TDA in Drug Discovery: Molecular Topology

3 minute read

Published:

TL;DR: Molecular structures — atom position clouds with element types — are natural inputs for TDA. By building element-specific Rips filtrations (e.g., on carbon atoms, on nitrogen atoms, on C–N atom pairs), one computes persistence diagrams that encode ring systems, binding pockets, and molecular cavities. These topological molecular descriptors predict ADMET properties and binding affinities better than many classical fingerprints, especially when combined with GNNs.

Molecular Topology

A molecule can be represented as a 3D point cloud: \(P = \{(x_i, \text{element}_i)\}\) where \(x_i \in \mathbb{R}^3\) is the 3D position of atom \(i\) and \(\text{element}_i \in \{\text{C}, \text{N}, \text{O}, \text{S}, \ldots\}\) is the element type.

Traditional fingerprints (Morgan/ECFP, MACCS keys): encode local graph structure (subgraph patterns up to radius \(r\)). These miss:

  • 3D spatial arrangement.
  • Multi-scale geometric features.
  • Cavities and voids.

Topological fingerprints from persistent homology capture all of the above.

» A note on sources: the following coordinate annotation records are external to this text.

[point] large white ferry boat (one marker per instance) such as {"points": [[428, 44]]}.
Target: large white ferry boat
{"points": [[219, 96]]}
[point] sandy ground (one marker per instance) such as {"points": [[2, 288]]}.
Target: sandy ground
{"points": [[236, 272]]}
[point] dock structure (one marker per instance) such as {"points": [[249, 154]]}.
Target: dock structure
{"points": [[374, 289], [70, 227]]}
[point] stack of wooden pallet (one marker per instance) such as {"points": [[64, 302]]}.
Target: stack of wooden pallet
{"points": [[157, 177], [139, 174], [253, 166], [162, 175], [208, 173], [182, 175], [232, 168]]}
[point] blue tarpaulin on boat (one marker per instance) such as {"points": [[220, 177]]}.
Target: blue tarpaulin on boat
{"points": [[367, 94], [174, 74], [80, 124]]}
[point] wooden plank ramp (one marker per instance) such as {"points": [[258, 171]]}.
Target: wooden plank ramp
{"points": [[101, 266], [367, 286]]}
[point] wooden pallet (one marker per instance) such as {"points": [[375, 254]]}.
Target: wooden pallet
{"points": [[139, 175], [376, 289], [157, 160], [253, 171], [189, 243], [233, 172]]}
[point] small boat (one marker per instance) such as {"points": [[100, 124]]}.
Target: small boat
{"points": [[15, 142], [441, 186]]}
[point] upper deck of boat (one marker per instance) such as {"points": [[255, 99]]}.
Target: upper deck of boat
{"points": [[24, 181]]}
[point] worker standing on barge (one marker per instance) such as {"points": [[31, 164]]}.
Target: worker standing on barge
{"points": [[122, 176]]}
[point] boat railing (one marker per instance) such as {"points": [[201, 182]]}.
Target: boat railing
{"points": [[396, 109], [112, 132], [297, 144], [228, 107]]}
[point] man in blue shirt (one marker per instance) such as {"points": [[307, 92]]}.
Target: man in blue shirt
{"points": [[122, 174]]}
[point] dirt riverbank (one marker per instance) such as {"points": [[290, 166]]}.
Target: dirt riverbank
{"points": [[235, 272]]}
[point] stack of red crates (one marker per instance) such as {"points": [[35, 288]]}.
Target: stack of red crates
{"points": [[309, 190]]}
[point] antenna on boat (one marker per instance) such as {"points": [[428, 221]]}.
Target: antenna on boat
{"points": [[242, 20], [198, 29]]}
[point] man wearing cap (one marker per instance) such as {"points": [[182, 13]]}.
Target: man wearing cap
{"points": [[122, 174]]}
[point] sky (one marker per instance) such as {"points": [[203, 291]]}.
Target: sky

Element-Specific Filtrations

Cang & Wei (2017) introduced element-specific TDA: instead of one Rips filtration on all atoms, compute separate filtrations for each element type and pair:

  • \(\mathrm{Rips}(P_C)\) — carbon-only complex; \(H_1\) captures aromatic rings and ring systems.
  • \(\mathrm{Rips}(P_N)\) — nitrogen atoms; encodes nitrogen-containing rings (pyridine, imidazole).
  • \(\mathrm{Rips}(P_{C,O})\) — carbon-oxygen pairs; captures carbonyl and ether geometry.

Each element-specific diagram is vectorised (persistence images) and concatenated into a multi-channel topological fingerprint.

Performance: On benchmark ADMET datasets (solubility, toxicity, metabolic stability), element-specific TDA features achieve state-of-the-art performance among non-deep-learning methods and are competitive with GNNs.

Protein Binding Site Detection

H₂ persistence of the protein surface point cloud captures cavities (enclosed voids) that correspond to binding pockets:

  • A large, long-lived \(H_2\) bar = a deep, geometrically robust cavity.
  • Birth scale \(b\) ≈ pocket entrance width; death scale \(d\) ≈ pocket depth.

This gives a scale-parameterised pocket detection without requiring a threshold on solvent-accessible surface area.

Binding pocket score: $$\mathrm{PS} = \max_{(b,d) \in H_2(\text{surface})} (d - b) \cdot d$$

Protein-Ligand Interaction

For a protein-ligand complex:

  1. Build element-specific Rips filtrations on the complex and on the apo protein.
  2. Compute the difference in persistence diagrams (before and after ligand binding).
  3. The “topological fingerprint of binding” = the difference diagram.

This captures how the ligand changes the topological environment of the binding pocket — complementary to docking score energy terms.

Key Insight: The power of TDA in drug discovery comes from capturing ring systems — both aromatic rings (critical for drug-likeness) and macrocyclic loops (increasingly important drug scaffolds). Classical 2D fingerprints count ring patterns by subgraph matching; TDA captures them geometrically via H₁ persistence. The geometric information (ring size, 3D arrangement, conformation) is automatically encoded in the birth-death times, giving TDA a natural advantage for 3D-QSAR applications.

References

  • Z. Cang, G.-W. Wei, “TopologyNet: Topology Based Deep Convolutional and Multi-Task Neural Networks for Biomolecular Property Predictions,” PLOS Computational Biology, 2017.
  • K. Xia, G.-W. Wei, “Persistent Homology Analysis of Protein Structure, Flexibility, and Folding,” International Journal for Numerical Methods in Biomedical Engineering, 2014.
  • C. Nguyen, Z. Cang, K. Wu, M. Chen, Y. Nie, G.-W. Wei, “Mathematical Deep Learning for D and F Block Organometallic and Inorganic Chemistry,” J. Chem. Inf. Model., 2018.